Race In Zora Neale Hurston's, "The Conscience of the Court", it is clearly shown that Laura Lee Kimble has at least some awareness of the impact of class and gender in her life. But she does not recognize race and racism as factors that shape her environment and determine her individual identity. For Laura Lee Kimble it is people of color who live racially structured lives.
Race is described as body type, ancestry, cultural differences, biological subspecies, actual social stratification and the normative social stratification. Race according to Michael Masse is: "Body type differences primarily skin color, ancestry as in the U.S., membership in a racial group is defined by the continent in which one's ancestors, prior to the era of European colonialism, were born and cultural differences superficially in preferences over food, dress, music, etc.; more consequentially in religion, levels of civilization and values" (Michael Masse: Concepts of Race and Social Groups, 7).
Hurston's "The Conscience of the Court" examines black women's social position by showing how race and racism shape black women's lives. This is pointed out in the story by Laura Lee Kimble, when she stands in front of the judge and says to him that she does not understand all big words that are being spoken to her. The short story points out race early in the beginning by describing what Laura Lee Kimble looks like and the race that she belongs to. "Though spare of fat, she was built strongly enough, all right. An odd Negro type. Gray-green eyes, large and striking, looking out of a chestnut-brown face" (Zora Neale Hurston, 771). Hurston constructs Laura Lee Kimble's blackness, her race, as a shield that encloses her but does not protect her. Laura Lee Kimble feels that the white man has brought her on trial for something he did and because of her race it is easy to blame her for it. "Charged with felonious and aggravated assault, mayhem and premeditated attempted murder on the person of one Clement Beasley"ÃÂ¦I hit the man after he hit me, to be sure, Mister Judge" (Hurston, 770, 771). This shows that a superior race can blame a minority or smaller race for the crimes it commits. Michael Masse describes this as individual harm: "Some people argue that harm can happen only to individuals, not groups. On this view, a harm or injustice inflicted on someone is made more objectionable because it has a racist motive. A racist lynching against an individual is wrong because it is considered a racist motive but if it is done to a group it is made ok, for then it is not considered racist" (Michael Masse: Concepts of Race and Social groups, 17).

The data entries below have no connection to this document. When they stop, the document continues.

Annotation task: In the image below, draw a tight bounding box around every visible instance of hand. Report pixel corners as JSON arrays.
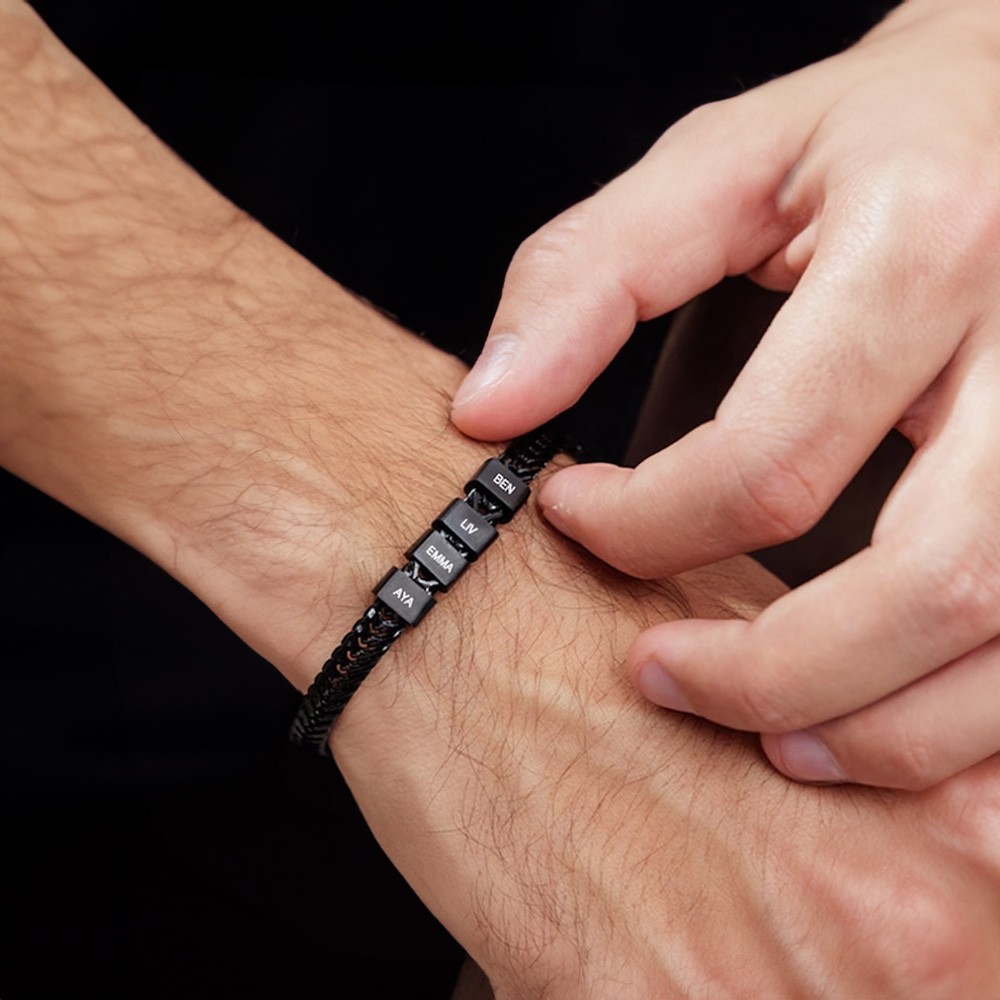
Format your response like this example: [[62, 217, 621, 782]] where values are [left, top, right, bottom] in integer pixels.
[[453, 0, 1000, 789], [0, 5, 1000, 1000]]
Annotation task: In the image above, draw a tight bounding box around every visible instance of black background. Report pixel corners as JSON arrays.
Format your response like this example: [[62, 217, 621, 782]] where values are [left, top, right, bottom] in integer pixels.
[[0, 0, 893, 1000]]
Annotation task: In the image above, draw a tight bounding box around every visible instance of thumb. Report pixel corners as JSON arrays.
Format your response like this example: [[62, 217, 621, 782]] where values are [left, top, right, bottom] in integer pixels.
[[452, 94, 805, 440]]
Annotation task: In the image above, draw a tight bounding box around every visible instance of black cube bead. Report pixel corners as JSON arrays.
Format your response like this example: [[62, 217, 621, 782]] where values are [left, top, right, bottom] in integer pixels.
[[406, 531, 469, 590], [465, 458, 531, 521], [434, 500, 497, 559], [375, 569, 434, 625]]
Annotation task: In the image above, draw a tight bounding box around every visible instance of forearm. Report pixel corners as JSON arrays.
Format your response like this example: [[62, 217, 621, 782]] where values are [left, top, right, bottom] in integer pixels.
[[0, 4, 996, 997], [0, 4, 490, 686]]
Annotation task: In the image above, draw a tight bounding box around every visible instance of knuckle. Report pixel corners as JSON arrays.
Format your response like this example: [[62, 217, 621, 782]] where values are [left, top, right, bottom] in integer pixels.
[[731, 426, 827, 545], [850, 149, 1000, 292], [872, 881, 985, 1000], [731, 666, 811, 733], [882, 732, 946, 792], [911, 539, 1000, 642]]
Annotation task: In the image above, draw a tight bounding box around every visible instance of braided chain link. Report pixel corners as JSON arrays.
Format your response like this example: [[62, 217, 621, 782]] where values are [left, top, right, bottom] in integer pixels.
[[288, 428, 563, 756]]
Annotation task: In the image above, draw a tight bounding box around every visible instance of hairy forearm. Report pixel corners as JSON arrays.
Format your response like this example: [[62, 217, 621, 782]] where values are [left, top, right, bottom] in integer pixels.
[[0, 0, 998, 998]]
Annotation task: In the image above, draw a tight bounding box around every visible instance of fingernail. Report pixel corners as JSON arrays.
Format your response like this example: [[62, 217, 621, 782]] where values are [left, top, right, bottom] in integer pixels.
[[635, 663, 691, 712], [778, 731, 847, 782], [451, 333, 519, 409]]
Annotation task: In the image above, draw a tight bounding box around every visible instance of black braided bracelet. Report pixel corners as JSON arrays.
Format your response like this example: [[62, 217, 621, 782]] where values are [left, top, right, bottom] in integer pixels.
[[289, 428, 562, 756]]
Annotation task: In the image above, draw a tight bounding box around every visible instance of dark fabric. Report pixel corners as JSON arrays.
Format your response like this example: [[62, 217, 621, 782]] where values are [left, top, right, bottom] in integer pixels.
[[0, 0, 892, 1000]]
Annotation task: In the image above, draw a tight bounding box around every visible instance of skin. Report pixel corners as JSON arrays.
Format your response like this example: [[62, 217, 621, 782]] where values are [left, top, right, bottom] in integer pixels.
[[0, 0, 1000, 1000], [453, 0, 1000, 789]]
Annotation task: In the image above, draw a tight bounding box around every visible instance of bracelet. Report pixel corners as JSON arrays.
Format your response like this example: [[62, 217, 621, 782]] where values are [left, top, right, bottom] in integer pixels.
[[288, 427, 562, 757]]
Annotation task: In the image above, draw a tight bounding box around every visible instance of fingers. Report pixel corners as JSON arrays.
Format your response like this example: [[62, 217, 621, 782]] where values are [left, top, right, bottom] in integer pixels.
[[540, 206, 967, 577], [762, 639, 1000, 791], [629, 334, 1000, 788], [453, 89, 808, 439]]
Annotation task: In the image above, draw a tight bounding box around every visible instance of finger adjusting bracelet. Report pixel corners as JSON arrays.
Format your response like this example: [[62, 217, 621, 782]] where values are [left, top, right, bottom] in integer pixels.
[[289, 429, 561, 756]]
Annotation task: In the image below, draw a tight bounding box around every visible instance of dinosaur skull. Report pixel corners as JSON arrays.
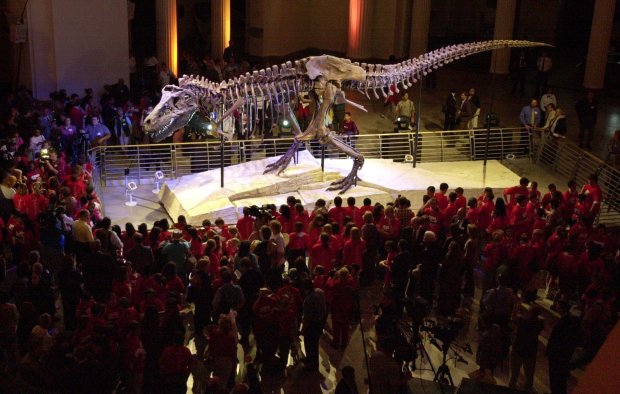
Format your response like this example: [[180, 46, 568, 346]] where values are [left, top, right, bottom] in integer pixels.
[[143, 85, 198, 142], [306, 55, 366, 81]]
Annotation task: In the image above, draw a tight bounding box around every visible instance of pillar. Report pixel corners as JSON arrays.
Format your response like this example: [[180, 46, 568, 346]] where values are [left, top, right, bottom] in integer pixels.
[[490, 0, 517, 75], [211, 0, 232, 59], [583, 0, 616, 89], [347, 0, 372, 59], [409, 0, 431, 58], [155, 0, 178, 75]]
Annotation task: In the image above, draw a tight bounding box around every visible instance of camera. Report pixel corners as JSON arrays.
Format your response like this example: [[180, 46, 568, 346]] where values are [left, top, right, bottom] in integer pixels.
[[250, 205, 275, 222], [420, 317, 464, 347]]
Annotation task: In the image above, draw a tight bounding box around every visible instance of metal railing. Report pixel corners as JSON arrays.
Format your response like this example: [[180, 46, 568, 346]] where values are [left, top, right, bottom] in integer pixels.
[[90, 128, 532, 187], [89, 128, 620, 224], [535, 133, 620, 224]]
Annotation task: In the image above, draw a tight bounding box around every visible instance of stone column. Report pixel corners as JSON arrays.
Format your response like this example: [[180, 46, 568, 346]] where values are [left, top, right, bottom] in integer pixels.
[[155, 0, 178, 75], [211, 0, 230, 60], [490, 0, 517, 75], [583, 0, 616, 89], [409, 0, 431, 58], [347, 0, 372, 59]]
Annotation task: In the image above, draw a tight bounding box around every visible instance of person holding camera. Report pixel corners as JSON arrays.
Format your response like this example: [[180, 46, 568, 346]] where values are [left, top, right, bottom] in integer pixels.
[[86, 116, 112, 148]]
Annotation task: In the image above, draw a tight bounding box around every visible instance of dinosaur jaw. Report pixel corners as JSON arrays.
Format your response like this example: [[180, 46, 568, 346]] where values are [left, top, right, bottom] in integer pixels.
[[144, 111, 195, 142]]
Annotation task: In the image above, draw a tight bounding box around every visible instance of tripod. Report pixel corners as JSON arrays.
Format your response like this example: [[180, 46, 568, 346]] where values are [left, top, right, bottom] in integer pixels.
[[433, 340, 454, 387]]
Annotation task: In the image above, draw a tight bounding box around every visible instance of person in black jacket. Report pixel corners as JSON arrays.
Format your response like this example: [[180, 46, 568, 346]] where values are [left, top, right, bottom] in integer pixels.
[[547, 303, 583, 394], [187, 270, 213, 356], [575, 91, 598, 149]]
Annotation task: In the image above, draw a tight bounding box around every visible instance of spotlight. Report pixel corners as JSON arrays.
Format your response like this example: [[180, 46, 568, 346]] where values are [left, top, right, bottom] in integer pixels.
[[152, 171, 165, 194], [125, 181, 138, 207]]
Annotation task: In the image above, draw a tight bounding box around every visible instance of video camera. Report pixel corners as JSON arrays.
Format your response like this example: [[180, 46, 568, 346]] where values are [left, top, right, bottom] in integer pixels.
[[420, 317, 465, 347], [250, 205, 275, 223]]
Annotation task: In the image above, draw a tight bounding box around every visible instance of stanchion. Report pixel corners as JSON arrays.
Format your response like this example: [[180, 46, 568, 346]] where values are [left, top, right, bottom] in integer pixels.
[[220, 136, 224, 188]]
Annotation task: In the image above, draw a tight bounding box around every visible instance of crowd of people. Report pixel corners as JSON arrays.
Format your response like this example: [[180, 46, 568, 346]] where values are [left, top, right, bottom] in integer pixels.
[[0, 147, 620, 393]]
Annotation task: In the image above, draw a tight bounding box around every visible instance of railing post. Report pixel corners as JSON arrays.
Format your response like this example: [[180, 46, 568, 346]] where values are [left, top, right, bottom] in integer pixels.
[[99, 146, 108, 187], [483, 114, 491, 167], [136, 146, 142, 182], [220, 136, 224, 188], [170, 144, 177, 179]]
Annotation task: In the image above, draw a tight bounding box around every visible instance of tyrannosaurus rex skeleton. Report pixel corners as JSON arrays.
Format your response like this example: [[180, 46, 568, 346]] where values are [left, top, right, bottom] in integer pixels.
[[144, 40, 548, 193]]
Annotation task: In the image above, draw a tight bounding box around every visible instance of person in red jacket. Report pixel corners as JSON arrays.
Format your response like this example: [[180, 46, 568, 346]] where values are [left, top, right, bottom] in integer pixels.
[[562, 180, 579, 221], [342, 227, 366, 267], [345, 197, 364, 228], [581, 174, 603, 225], [327, 267, 355, 349], [454, 187, 467, 211], [510, 196, 532, 238], [286, 221, 312, 264], [237, 207, 254, 241], [377, 205, 400, 243], [435, 182, 448, 211], [159, 332, 194, 394], [308, 233, 336, 272], [327, 196, 347, 228], [504, 177, 530, 209]]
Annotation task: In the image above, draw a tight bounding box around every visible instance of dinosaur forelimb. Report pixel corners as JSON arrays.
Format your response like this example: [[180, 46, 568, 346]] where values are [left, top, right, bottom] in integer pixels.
[[263, 138, 301, 175]]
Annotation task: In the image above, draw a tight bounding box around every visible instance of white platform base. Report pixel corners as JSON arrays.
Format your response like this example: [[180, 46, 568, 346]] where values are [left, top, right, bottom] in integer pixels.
[[154, 151, 519, 224]]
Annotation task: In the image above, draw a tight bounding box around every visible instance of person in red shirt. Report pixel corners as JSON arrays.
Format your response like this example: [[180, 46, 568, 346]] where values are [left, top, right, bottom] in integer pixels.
[[510, 196, 532, 238], [360, 198, 374, 222], [345, 197, 364, 228], [377, 205, 400, 242], [26, 182, 49, 222], [308, 233, 336, 272], [504, 177, 530, 210], [528, 181, 540, 201], [327, 196, 347, 228], [482, 231, 505, 294], [435, 182, 448, 211], [443, 192, 458, 227], [477, 191, 495, 233], [581, 174, 603, 225], [541, 183, 558, 209], [342, 227, 366, 266], [237, 207, 255, 241], [159, 332, 193, 393], [562, 180, 579, 221], [327, 267, 355, 349], [277, 204, 295, 234], [454, 187, 467, 211], [286, 221, 312, 264], [465, 197, 480, 227]]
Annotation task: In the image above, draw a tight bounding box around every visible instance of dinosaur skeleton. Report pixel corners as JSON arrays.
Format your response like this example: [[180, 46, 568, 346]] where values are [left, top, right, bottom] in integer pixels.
[[144, 40, 548, 193]]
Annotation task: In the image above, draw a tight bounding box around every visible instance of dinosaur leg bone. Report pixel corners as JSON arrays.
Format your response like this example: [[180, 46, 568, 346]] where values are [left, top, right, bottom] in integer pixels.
[[321, 131, 364, 194]]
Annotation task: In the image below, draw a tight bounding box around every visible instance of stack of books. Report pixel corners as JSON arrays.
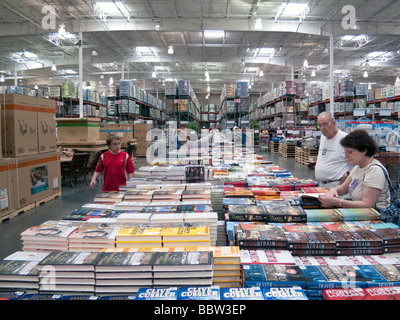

This shows that when a single person, of a different race, is blamed for a bad action which he or she did not commit, it is considered bad or racist unless it is blamed on a group of people. By saying different race it means that it is the minority or smaller race that is being blamed for the bad action, just like Laura Lee Kimble is being blamed in the story. Through her characterization of Laura Lee Kimble, Hurston demonstrates that race is not important to many people. She shows that skin color does not matter to Laura Lee Kimble because she thinks that everybody is created equal, despite his or her race. Hurston proves this by telling us a lot about Laura Lee Kimble's background, especially how her childhood had gone by. She shows that Laura Lee Kimble's parents were slaves, yet Laura Lee Kimble herself was not considered a slave because she was too young. She shows that her parent's master do not treat her parents like slaves at all but nearly as friends. Then she goes on to show that Laura Lee Kimble and her present owner, Celestine, considered each other sisters rather than master and slave, even though Celestine was white. This proves that Laura Lee Kimble never believed in race or racism for to her everybody was equal. There is also the element of treatment of a person because of their race. This is proved by showing that any person from a minority or smaller race can be put on trial for bad actions because the superior race hates them and does not believe in equal treatment of races. This is a big issue in Hurston's story because it deals with one race being charged with a bad action, while the judging race is the superior race. Hurston proves that minority or smaller races can win their bad action charges and be proved innocent even though the judging party is a superior race, because the judging party has to look at both sides of a story before deciding the outcome.
Hurston's story has both proof of race and unequal treatment of the minority or smaller race. She also goes on to prove that even smaller or minority races are not guilty of the crimes or bad actions they are blamed for because of their status as being under the superior group. The most important issue is that sometimes even the superior race is at fault.
Works Cited Masse, Michael. Concepts of Race and Social Groups. Boston: Twayne Publishing. 1997.